Но Дедюхин опять взорвался:
- Так что, сами будете выбирать себе место службы и давать нам указания?!
- Нет, товарищ полковник! - я тоже наливался злостью, и мне очень хотелось едко спросить у него, где он провел войну. Но сдержался и почти покорно произнес: - Буду служить там, где Родина прикажет!
- Идите в коридор и обождите, - повелел мне Дедюхин. - Мы без вас примем решение.
- Есть обождать! - Я четко повернулся кругом и вышел из кабинета.
Это были тяжкие минуты в моей жизни. Не перестарался ли я? И мучил вопрос: почему здесь так пренебрежительно относятся к людям? Почему вынуждают притворяться и лгать? Кипел от негодования и боялся, что наш с Поповкиным план провалится.
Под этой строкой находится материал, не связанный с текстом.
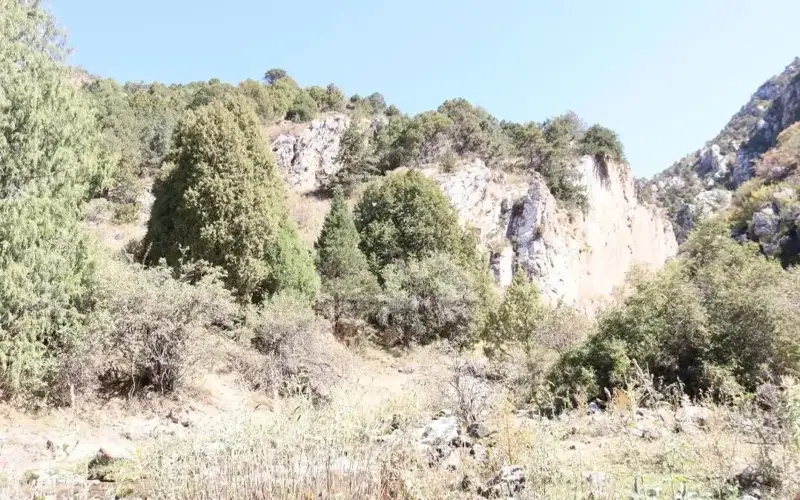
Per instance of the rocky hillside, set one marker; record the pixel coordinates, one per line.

Наконец в коридор вышел майор Дмитриев. Посмеиваясь, он вручил мне бумагу - предписание, в котором значилось, что я назначен начальником отдела боевой подготовки газеты Таврического военного округа "Боевая слава"; должен явиться к месту службы в город Симферополь не позже 1 октября 1945 года.
Сбылось!..
3
Итак, Симферополь явился порогом, за которым простирались мои послевоенные тернистые дороги в литературу; о ее изнуряющей сущности имел я тогда поверхностное представление. Но вначале сосредоточился на работе в окружной газете. Отдел боевой подготовки, который я возглавлял, был основным поставщиком материалов для "Боевой славы". Прежде всего надо было "напитаться" пониманием проблем и задач, которыми жили войска округа. Поэтому приходилось непрерывно бывать в военных гарнизонах - ездить в Белогорск, Феодосию, Керчь, Джанкой, Мелитополь, Запорожье... Писал передовые статьи и статьи по воинскому воспитанию, о боевом опыте, практике военного обучения мелких и средних подразделений. Евгений Поповкин, как редактор, был добр, обходителен, но и умел держать коллектив в напряженном рабочем состоянии.
Редактор требовал с меня, а я напрягал своих подчиненных - весьма надежных и профессиональных военных журналистов - майора Гусева, старших лейтенантов Горянова и Шаркова. Все мы трудились с упоением: ведь такая война позади!..
Она жила во мне не только в воспоминаниях и сновидениях. Догоняла и в яви. Пришел, например, я с Тоней в Симферопольский Дом офицеров на встречу Нового, 1946 года и столкнулся в вестибюле с однополчанином из 7-й гвардейской стрелковой дивизии - с тем самым работником прокуратуры, по косвенной вине которого весной 1942-го расстреляли не подлежавшего суду красноармейца. Он узнал меня, заметно смутился и сбивчиво рассказал, что был за это сам судим, искупал вину на передовой...
* * *
Мне пора было браться за написание книги, которую задумал еще на фронте. Надеялся удивить людей рассказом о том, что видел и пережил в первые недели войны, особенно в Западной Белоруссии. Был убежден, что это удастся. Наиболее глубоко волновали меня воспоминания о стычках с немецкими диверсантами, другие "смертельно острые" ситуации 41-го.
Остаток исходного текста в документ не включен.